From the year dot, aspirational parents to-be can easily find "developmental" products for their children, from classical "womb music" tapes for pregnant mothers and babies and fortified milk containing docosahexaenoic acid (DHA) -- believed to have a good effect on the little umbilical jumper's brain growth.

Once these young Einsteins-to-be finally pop out, there are still more books and even seminars one can go to, to cultivate a gifted child.

Well-to-do poppets can now take arts and crafts classes, become infant computer nerds, and still wobbly-toddlers can try out gymnastics and horse riding experiences, not to mention the more classical, prestige courses like piano and ballet.

Not so long ago, the country was introduced to the hype of the Sempoa and Kumon math courses, which allow children as young as pre-school age, to learn to count big numbers quickly. Advertisements, usually cheap posters detailing these classes, have mushroomed; hanging on power poles, city trees and the walls of middle class and wealthy suburbs.

Which, if you believe the hype about these products, is all well and good.

The bad news is, however, that there are psychologists who believe this culture of ambition is putting too much stress on children. Far from growing lovable prodigies, they argue, we are in danger of creating burned-out, unhappy kids.

Elisabeth Guthrie, a child psychiatrist from New York who has 15 years experience of parenting during her tenure in the Blythedale Children's Hospital, wrote a book about how to raise a successful child without putting too much pressure them.

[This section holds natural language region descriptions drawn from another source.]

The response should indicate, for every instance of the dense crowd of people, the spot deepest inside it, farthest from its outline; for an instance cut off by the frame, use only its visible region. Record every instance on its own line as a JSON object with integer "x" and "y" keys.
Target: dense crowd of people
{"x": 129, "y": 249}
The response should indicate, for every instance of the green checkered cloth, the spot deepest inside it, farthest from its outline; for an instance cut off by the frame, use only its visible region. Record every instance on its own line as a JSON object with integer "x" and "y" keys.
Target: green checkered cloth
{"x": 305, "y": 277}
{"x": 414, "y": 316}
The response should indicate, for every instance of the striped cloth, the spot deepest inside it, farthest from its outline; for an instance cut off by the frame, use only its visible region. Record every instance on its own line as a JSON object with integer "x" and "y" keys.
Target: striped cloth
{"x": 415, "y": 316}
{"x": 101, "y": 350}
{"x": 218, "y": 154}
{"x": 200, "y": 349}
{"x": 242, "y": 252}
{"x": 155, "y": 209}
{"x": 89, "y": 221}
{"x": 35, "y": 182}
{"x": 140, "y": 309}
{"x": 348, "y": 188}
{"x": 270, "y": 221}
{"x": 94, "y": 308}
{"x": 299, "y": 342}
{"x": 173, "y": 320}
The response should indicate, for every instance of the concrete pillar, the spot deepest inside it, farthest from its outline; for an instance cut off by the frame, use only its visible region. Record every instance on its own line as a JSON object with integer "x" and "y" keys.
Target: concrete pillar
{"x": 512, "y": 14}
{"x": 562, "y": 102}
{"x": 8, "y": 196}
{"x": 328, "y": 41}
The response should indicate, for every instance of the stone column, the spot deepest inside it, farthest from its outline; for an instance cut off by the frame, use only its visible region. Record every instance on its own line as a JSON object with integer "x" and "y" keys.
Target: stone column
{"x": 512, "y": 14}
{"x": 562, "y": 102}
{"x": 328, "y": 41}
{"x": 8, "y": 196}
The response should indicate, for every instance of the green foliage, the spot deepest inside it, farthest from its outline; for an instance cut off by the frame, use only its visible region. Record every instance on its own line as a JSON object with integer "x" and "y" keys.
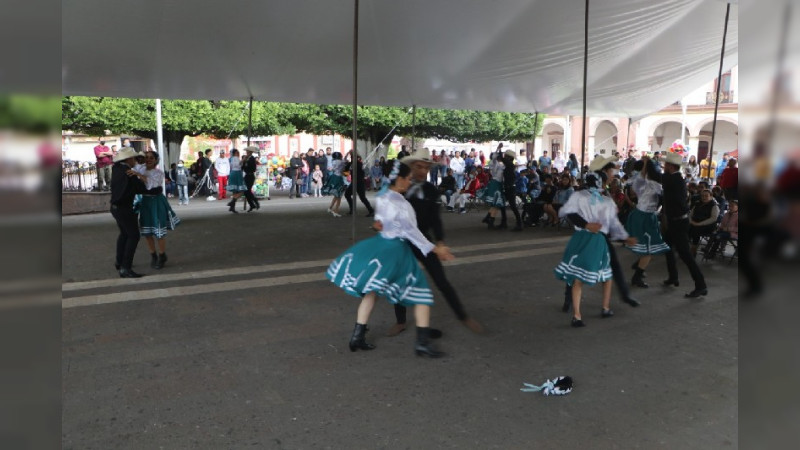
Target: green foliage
{"x": 36, "y": 114}
{"x": 222, "y": 119}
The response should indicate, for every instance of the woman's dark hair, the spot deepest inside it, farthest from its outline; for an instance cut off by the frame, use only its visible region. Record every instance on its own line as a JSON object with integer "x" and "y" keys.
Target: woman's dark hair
{"x": 608, "y": 166}
{"x": 155, "y": 155}
{"x": 402, "y": 171}
{"x": 651, "y": 171}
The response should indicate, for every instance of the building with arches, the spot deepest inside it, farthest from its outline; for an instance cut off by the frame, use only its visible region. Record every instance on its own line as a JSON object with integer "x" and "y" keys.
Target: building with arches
{"x": 690, "y": 119}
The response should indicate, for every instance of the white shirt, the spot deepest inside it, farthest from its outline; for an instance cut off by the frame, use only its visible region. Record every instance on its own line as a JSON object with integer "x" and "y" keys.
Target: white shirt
{"x": 647, "y": 191}
{"x": 496, "y": 169}
{"x": 155, "y": 178}
{"x": 595, "y": 208}
{"x": 457, "y": 164}
{"x": 223, "y": 166}
{"x": 559, "y": 163}
{"x": 397, "y": 216}
{"x": 522, "y": 162}
{"x": 235, "y": 163}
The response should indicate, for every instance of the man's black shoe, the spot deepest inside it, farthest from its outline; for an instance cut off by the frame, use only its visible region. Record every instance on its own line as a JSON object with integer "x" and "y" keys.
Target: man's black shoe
{"x": 127, "y": 273}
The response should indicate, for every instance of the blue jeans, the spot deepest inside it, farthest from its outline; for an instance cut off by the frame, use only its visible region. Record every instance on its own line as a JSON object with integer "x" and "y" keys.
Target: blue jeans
{"x": 459, "y": 180}
{"x": 183, "y": 194}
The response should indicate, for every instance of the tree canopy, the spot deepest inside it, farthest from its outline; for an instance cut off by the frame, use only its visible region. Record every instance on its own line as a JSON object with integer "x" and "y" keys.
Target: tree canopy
{"x": 221, "y": 119}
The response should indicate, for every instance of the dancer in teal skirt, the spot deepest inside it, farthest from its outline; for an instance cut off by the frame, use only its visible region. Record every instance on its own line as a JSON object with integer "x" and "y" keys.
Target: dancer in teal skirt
{"x": 586, "y": 259}
{"x": 385, "y": 265}
{"x": 156, "y": 217}
{"x": 643, "y": 221}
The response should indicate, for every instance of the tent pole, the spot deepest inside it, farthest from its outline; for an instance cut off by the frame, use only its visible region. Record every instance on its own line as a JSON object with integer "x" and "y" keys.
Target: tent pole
{"x": 628, "y": 139}
{"x": 533, "y": 136}
{"x": 159, "y": 144}
{"x": 585, "y": 72}
{"x": 250, "y": 122}
{"x": 719, "y": 87}
{"x": 413, "y": 127}
{"x": 777, "y": 86}
{"x": 354, "y": 156}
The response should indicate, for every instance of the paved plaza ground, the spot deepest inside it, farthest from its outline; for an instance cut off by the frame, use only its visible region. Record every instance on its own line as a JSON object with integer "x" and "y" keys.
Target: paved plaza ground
{"x": 240, "y": 342}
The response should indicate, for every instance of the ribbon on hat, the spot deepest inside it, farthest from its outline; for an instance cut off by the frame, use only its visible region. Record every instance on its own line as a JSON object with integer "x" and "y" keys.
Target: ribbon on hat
{"x": 556, "y": 386}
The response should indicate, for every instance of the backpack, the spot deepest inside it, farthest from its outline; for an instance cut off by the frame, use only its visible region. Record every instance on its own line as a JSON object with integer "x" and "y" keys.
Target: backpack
{"x": 182, "y": 177}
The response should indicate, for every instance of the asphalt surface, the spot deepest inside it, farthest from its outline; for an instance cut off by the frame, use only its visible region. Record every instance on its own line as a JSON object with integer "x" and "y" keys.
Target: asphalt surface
{"x": 240, "y": 342}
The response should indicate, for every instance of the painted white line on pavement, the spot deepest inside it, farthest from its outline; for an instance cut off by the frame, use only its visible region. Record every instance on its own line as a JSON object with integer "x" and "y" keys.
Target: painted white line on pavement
{"x": 198, "y": 275}
{"x": 212, "y": 287}
{"x": 203, "y": 274}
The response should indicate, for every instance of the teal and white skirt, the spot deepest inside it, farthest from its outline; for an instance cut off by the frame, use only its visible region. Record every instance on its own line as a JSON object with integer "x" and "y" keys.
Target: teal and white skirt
{"x": 585, "y": 258}
{"x": 334, "y": 186}
{"x": 646, "y": 229}
{"x": 386, "y": 267}
{"x": 492, "y": 194}
{"x": 156, "y": 216}
{"x": 236, "y": 182}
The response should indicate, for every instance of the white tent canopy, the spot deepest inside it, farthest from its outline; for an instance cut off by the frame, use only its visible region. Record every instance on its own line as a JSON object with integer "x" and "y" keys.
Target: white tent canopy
{"x": 499, "y": 55}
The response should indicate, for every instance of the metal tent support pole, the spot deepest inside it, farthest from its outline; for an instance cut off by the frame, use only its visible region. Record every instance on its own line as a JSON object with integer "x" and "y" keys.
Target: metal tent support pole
{"x": 719, "y": 87}
{"x": 628, "y": 139}
{"x": 250, "y": 122}
{"x": 354, "y": 157}
{"x": 778, "y": 82}
{"x": 413, "y": 126}
{"x": 533, "y": 136}
{"x": 159, "y": 144}
{"x": 585, "y": 73}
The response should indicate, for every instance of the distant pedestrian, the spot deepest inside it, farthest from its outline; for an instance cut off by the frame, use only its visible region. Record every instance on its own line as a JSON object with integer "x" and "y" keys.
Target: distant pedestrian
{"x": 223, "y": 168}
{"x": 182, "y": 181}
{"x": 124, "y": 186}
{"x": 104, "y": 157}
{"x": 236, "y": 185}
{"x": 155, "y": 215}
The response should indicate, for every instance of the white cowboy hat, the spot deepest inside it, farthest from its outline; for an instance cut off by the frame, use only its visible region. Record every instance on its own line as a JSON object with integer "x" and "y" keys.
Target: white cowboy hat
{"x": 601, "y": 161}
{"x": 422, "y": 155}
{"x": 125, "y": 153}
{"x": 673, "y": 158}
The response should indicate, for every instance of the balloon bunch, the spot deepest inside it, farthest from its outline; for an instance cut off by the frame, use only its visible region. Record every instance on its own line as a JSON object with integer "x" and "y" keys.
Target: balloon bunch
{"x": 679, "y": 148}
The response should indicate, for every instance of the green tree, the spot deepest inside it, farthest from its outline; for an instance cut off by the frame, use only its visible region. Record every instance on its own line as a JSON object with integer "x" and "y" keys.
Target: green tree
{"x": 222, "y": 119}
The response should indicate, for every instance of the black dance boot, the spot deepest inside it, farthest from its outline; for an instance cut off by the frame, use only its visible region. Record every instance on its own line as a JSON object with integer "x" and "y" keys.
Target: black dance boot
{"x": 423, "y": 345}
{"x": 357, "y": 341}
{"x": 638, "y": 278}
{"x": 567, "y": 298}
{"x": 162, "y": 258}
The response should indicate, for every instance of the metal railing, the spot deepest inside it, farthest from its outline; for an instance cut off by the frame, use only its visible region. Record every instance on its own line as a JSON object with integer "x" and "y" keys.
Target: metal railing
{"x": 78, "y": 176}
{"x": 725, "y": 97}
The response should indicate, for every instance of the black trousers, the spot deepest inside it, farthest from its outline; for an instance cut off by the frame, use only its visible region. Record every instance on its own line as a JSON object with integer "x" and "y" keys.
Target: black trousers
{"x": 128, "y": 237}
{"x": 616, "y": 270}
{"x": 348, "y": 195}
{"x": 677, "y": 237}
{"x": 511, "y": 198}
{"x": 434, "y": 268}
{"x": 249, "y": 180}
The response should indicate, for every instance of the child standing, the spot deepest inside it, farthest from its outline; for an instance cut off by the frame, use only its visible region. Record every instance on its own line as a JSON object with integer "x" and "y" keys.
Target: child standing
{"x": 182, "y": 181}
{"x": 316, "y": 181}
{"x": 586, "y": 259}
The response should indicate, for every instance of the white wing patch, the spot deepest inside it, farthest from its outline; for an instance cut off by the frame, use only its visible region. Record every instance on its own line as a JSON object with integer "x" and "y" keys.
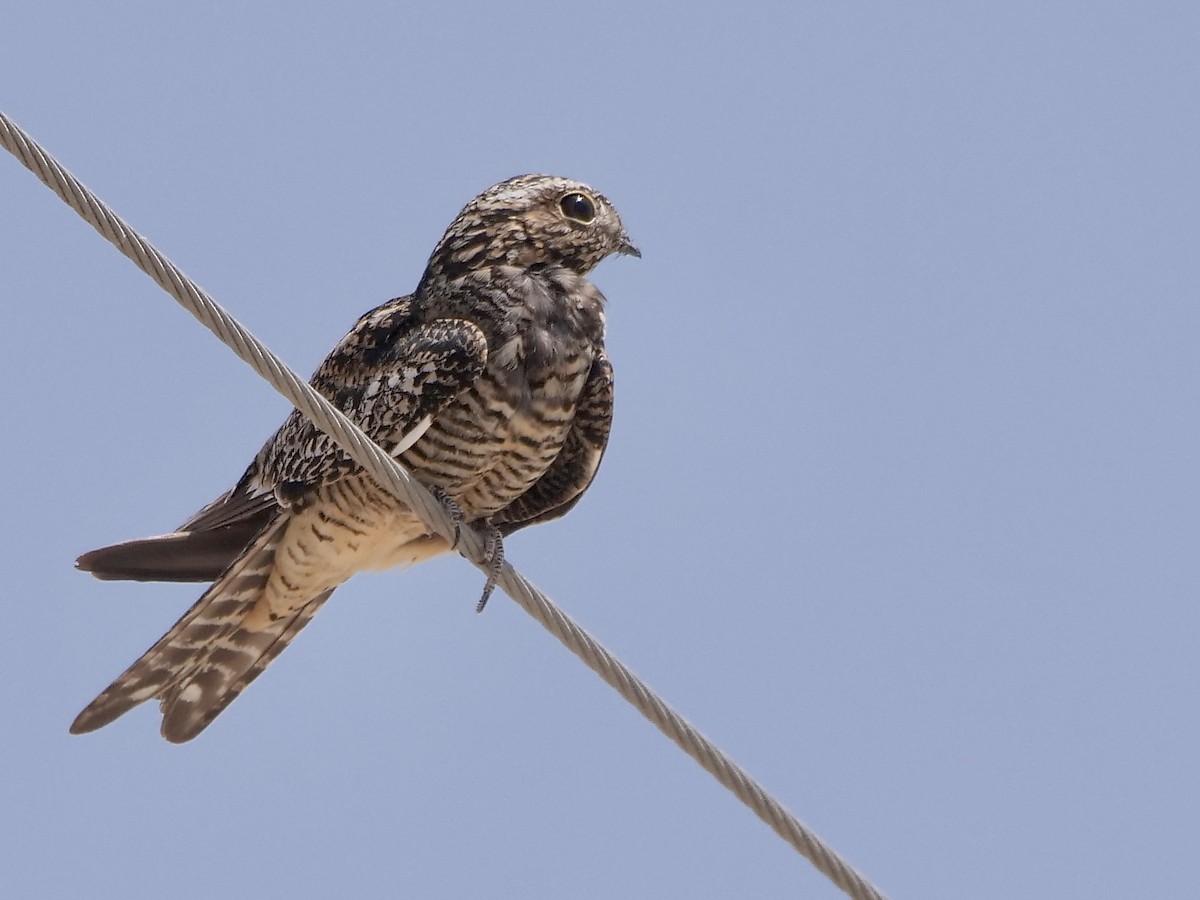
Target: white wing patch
{"x": 413, "y": 436}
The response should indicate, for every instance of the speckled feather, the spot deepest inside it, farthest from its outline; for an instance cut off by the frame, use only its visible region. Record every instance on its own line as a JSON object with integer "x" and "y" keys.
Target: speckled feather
{"x": 490, "y": 383}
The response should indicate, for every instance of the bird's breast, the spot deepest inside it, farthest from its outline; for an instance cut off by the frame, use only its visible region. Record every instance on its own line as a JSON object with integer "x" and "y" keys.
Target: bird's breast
{"x": 496, "y": 439}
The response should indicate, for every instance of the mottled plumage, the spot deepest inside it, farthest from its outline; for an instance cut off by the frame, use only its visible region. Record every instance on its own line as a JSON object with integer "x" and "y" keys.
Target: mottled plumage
{"x": 490, "y": 383}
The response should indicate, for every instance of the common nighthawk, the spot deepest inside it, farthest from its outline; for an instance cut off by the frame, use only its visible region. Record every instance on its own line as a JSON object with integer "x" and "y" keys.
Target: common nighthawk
{"x": 490, "y": 384}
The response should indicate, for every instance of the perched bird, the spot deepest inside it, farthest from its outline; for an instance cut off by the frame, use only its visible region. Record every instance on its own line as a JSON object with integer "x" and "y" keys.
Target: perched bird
{"x": 490, "y": 384}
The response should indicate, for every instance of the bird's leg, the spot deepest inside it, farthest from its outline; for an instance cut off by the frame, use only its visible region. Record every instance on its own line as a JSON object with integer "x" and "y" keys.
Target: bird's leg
{"x": 453, "y": 509}
{"x": 493, "y": 551}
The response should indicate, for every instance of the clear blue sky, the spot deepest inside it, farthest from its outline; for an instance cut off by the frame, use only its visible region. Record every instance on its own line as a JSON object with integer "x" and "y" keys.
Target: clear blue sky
{"x": 901, "y": 505}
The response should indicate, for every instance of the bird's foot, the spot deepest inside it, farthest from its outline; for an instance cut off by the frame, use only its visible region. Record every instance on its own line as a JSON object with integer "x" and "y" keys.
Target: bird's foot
{"x": 493, "y": 551}
{"x": 453, "y": 509}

In her book The Trouble With Perfect: How Parents Can Avoid the Overachievement Trap and Still Raise Successful Children, Guthrie invented the phrase "push-parenting" to describe this behavior.

Guthrie observed the phenomenon was common among middle- to high-income bracket parents, particularly affluent professionals and business executives.

According to Guthrie, these groups are used to success and to beating out the competition and they bring this notion of success to parenting.

She wrote in the book, which has recently been translated to Indonesian, that such parenting poses a danger; pushing children too much. It can even mean they risk becoming physically sick or have emotional illnesses later in life.

Guthrie said many of her young patients were depressed and anxious or suffered from bulimia or anorexia at a scarily young age.

On http://specialchildren.about.com, Terri Mauro writes five suggestions about how one can make their children successful while at the same time pay attention to what they really want.

Mauro said that your child's opinion was important. It was OK to set priorities for your child but parents should make sure that the child got to set some, too.

Secondly, Mauro said, happiness counts.

"Is being successful by your parental terms making your child happy? Happiness is in itself a kind of success, and something parents ignore at their peril," Mauro writes.

The third secret is: The goal is progress, not perfection.

Don't push your child to have straight As or to be a teacher's pet, she said.

The next, she said, was to create opportunities for success.

"If your child has trouble being successful, create situations in which success can happen naturally. Make sure your child spends lots of time doing things he or she is good at."

Lastly, Mauro warned parents not to try to fix everything.

"Your child doesn't have to be successful in everything he tries. Every failure is not a signal that you need to prepare more and push harder," she said.